Standalone network compression
An effective network compression is essential to any strain design computation. Since it may also be of interest outside the context of strain design, this example may help you using the network compression routine independently. Likewise, StrainDesign also offers the integration of GPR rules into the metabolic networks as a separate function.

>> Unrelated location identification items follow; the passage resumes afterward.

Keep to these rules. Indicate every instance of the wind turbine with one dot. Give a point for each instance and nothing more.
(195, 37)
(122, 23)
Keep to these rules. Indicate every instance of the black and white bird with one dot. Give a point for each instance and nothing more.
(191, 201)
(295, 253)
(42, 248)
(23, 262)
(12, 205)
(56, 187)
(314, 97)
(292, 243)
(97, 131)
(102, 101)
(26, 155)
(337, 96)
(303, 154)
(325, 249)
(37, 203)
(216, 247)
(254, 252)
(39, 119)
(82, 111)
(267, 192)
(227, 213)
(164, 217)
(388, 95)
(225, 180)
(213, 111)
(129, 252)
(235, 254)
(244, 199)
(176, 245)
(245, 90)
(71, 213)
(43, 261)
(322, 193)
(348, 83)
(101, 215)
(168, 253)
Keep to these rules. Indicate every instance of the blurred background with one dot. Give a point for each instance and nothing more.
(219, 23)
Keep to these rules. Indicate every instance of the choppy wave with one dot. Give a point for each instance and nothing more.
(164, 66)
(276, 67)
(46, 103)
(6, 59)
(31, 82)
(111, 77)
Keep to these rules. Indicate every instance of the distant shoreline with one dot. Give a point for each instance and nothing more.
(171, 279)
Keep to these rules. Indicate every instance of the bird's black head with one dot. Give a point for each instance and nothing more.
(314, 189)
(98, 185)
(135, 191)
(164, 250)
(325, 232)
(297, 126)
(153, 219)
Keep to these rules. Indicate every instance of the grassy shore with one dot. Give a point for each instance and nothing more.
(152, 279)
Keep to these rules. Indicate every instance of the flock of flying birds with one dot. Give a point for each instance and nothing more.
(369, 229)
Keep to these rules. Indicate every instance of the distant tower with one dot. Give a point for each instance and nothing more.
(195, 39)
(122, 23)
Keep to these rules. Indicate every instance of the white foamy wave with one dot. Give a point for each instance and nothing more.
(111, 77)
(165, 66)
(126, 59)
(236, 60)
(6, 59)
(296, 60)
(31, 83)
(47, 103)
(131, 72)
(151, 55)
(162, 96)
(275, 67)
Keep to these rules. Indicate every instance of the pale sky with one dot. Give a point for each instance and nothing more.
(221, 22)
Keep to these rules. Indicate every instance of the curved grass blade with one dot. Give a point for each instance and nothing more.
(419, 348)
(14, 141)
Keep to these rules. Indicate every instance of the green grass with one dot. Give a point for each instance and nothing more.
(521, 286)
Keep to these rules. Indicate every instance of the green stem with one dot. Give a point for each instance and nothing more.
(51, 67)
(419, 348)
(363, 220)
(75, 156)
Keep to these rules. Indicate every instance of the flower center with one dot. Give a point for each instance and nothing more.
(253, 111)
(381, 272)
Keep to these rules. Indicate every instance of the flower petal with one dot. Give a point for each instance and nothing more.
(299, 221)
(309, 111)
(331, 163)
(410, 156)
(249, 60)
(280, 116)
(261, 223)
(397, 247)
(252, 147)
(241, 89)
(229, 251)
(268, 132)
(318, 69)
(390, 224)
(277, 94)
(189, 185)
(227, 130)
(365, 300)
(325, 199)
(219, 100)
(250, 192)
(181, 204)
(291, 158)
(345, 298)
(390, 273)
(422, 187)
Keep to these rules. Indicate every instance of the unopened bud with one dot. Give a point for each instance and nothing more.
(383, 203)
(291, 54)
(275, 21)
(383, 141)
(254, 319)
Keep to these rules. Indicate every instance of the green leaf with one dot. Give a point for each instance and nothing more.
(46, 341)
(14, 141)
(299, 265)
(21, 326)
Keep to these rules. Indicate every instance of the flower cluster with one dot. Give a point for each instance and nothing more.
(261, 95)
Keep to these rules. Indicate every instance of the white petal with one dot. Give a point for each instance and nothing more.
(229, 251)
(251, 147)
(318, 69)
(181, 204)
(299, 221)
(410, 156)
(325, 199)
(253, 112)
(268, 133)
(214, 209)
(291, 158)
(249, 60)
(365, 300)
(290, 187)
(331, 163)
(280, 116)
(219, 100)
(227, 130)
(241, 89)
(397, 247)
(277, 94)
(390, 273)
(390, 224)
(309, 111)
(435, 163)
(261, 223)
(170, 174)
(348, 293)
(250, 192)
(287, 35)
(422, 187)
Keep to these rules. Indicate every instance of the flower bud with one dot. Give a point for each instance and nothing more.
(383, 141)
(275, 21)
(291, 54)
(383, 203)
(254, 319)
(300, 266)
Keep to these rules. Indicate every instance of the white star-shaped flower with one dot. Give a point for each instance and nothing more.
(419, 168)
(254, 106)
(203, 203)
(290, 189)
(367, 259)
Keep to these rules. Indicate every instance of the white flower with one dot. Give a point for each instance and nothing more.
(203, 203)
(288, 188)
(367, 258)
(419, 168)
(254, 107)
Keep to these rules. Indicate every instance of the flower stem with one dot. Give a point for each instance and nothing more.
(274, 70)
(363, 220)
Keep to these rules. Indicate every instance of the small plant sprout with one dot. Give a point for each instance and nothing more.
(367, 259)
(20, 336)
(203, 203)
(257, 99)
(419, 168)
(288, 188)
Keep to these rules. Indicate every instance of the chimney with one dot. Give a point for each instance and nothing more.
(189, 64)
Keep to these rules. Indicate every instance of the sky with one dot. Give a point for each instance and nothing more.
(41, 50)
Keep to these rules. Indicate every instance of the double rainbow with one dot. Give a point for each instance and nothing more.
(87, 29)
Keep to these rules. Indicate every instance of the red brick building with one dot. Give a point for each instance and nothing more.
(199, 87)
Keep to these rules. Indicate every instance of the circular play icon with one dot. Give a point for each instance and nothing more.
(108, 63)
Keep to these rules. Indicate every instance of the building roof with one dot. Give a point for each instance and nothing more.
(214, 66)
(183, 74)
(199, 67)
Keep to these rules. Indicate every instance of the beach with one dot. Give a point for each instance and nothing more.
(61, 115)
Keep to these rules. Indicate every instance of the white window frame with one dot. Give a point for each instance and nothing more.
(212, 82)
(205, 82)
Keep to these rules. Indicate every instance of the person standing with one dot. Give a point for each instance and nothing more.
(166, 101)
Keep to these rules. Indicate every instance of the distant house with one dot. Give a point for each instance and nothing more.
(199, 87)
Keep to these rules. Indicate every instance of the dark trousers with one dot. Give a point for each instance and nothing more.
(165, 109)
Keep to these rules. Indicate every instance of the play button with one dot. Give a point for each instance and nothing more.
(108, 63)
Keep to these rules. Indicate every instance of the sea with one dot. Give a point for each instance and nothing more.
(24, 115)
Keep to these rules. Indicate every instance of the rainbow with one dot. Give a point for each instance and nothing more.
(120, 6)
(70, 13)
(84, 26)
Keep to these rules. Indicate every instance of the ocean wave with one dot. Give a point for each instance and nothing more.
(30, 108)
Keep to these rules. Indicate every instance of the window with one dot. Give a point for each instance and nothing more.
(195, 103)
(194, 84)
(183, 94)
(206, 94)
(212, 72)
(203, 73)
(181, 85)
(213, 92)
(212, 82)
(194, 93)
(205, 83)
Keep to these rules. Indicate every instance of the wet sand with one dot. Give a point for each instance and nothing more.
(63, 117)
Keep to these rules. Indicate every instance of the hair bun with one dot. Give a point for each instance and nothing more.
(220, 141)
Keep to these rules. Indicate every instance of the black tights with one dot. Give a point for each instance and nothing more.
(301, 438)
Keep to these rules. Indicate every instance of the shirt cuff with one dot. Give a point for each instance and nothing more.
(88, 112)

The network compression routine removes blocked reactions, removes conservation relations and then performs alternatingly lumps dependent (compress_model_efmtool) and parallel (compress_model_parallel) reactions. The compression returns a compressed network and a list of so-called “compression maps”. Each map consists of a dictionary that contains complete information for reversing the compression steps successively and expand information obtained from the compressed model to the full
model. Each entry of each map contains the id of a compressed reaction, associated with the original reaction names and their factor (provided as a rational number) with which they were lumped.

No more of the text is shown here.